话音未落,他已以寂文书笔残纹为引,在昆仑绝顶布下一座黑色祭坛。
代天之笔被他插入祭坛中心,裂痕肉眼可见地蔓延,从笔尖爬向笔杆,像一张黑色的网。
“这是……封笔?”
“沈守阁怎么突然示弱了?”
围观的修士们交头接耳。
只有玉虚真人站在昆仑巅,望着祭坛下若隐若现的纹路——那是用文血刻就的“反向听言阵”,专钓天道残识与圣人窥探之念。
他道袍无风自动,忽然轻笑一声:“好个以退为进。”
系统的提示音在沈青竹识海响起:“诱饵已布,污染源活跃度提升至63%。”他垂眸,看着祭坛下逐渐汇聚的黑雾,唇角勾起极淡的弧度。
子夜,藏经阁的油灯忽明忽暗。
沈青竹正翻着一本古卷,听见门外传来极轻的脚步声——是玉虚真人。
他连头都没抬,只将手边的茶盏推向对面。
“你封的不是笔,是饵。”玉虚直入主题,手中没有佩剑,只有一页空白文笺。
他坐定后,目光扫过沈青竹眼底未褪的冷光,又补了句:“圣人的天书,翻得更勤了。”
沈青竹终于抬头,茶盏里的水面突然泛起波纹,倒映出三十三重天上五道模糊法相——太清的玄黄气、玉清的剑气、上清的杀意、西方的佛光、娲皇宫的生机,正透过层层虚空凝视昆仑。
“他们想看我会写什么。”玉虚提笔,在文笺上写下这行字,墨迹未干便化作青烟飘向窗外。
沈青竹端起茶盏,饮了一口冷透的茶:“那我就写……他们最怕我看穿。”
话音刚落,代天之笔所在的祭坛方向突然传来细微震颤。
笔裂深处的黑雾躁动起来,却不知自己的每一丝波动都被“听言阵”录下,化作数据流涌入沈青竹识海。

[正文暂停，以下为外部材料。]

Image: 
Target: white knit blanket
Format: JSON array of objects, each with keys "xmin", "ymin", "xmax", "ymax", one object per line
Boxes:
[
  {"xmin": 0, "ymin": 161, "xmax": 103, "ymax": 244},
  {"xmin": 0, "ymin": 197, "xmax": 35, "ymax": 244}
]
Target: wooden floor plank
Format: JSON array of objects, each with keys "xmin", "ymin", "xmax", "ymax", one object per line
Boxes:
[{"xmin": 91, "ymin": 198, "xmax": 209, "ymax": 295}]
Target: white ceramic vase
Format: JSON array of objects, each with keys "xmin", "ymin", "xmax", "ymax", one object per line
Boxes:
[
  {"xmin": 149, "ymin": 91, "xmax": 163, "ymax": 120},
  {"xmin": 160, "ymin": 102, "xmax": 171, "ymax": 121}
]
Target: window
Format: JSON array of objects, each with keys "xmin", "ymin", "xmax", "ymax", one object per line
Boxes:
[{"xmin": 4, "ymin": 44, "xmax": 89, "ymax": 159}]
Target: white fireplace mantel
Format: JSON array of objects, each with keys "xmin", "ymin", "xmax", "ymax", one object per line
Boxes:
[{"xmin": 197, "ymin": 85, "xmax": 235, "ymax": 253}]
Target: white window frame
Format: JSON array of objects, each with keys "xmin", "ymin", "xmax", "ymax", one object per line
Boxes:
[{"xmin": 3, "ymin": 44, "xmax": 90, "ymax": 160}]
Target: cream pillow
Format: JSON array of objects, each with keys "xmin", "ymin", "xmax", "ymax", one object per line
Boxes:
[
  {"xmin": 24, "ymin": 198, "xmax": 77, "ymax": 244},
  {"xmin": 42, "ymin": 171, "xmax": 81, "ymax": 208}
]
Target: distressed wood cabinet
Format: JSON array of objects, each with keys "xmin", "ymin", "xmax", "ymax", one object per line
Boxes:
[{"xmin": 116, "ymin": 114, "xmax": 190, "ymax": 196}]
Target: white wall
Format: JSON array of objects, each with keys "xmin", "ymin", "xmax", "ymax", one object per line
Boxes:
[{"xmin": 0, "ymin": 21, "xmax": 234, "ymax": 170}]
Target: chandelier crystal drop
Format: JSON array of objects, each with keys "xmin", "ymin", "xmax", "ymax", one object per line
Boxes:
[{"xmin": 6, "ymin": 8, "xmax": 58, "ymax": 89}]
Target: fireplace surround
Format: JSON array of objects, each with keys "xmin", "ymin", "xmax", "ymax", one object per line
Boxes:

“窃视数据采集完成,反制布局启动倒计时。”系统的提示音里带着少见的锐响。
沈青竹望着窗外的星空,忽然想起多宝最后那行谶语——“藏刀者,反斩鞘”。
他指尖轻轻敲了敲桌面,目光落在案头未写完的《新天志》上。
那卷书的封皮泛着暖光,像是在等待最后一笔。
三十三重天外,五道法相的天书突然同时翻页。
某页空白处,竟缓缓浮现出一行小字:“我写故我在,非天定,乃人立。”
太清的玄黄玲珑塔微微一震,玉清的盘古幡泛起青光,西方的十二品莲台花瓣轻颤——他们终于意识到,那杆裂了的笔,可能比完整时更危险。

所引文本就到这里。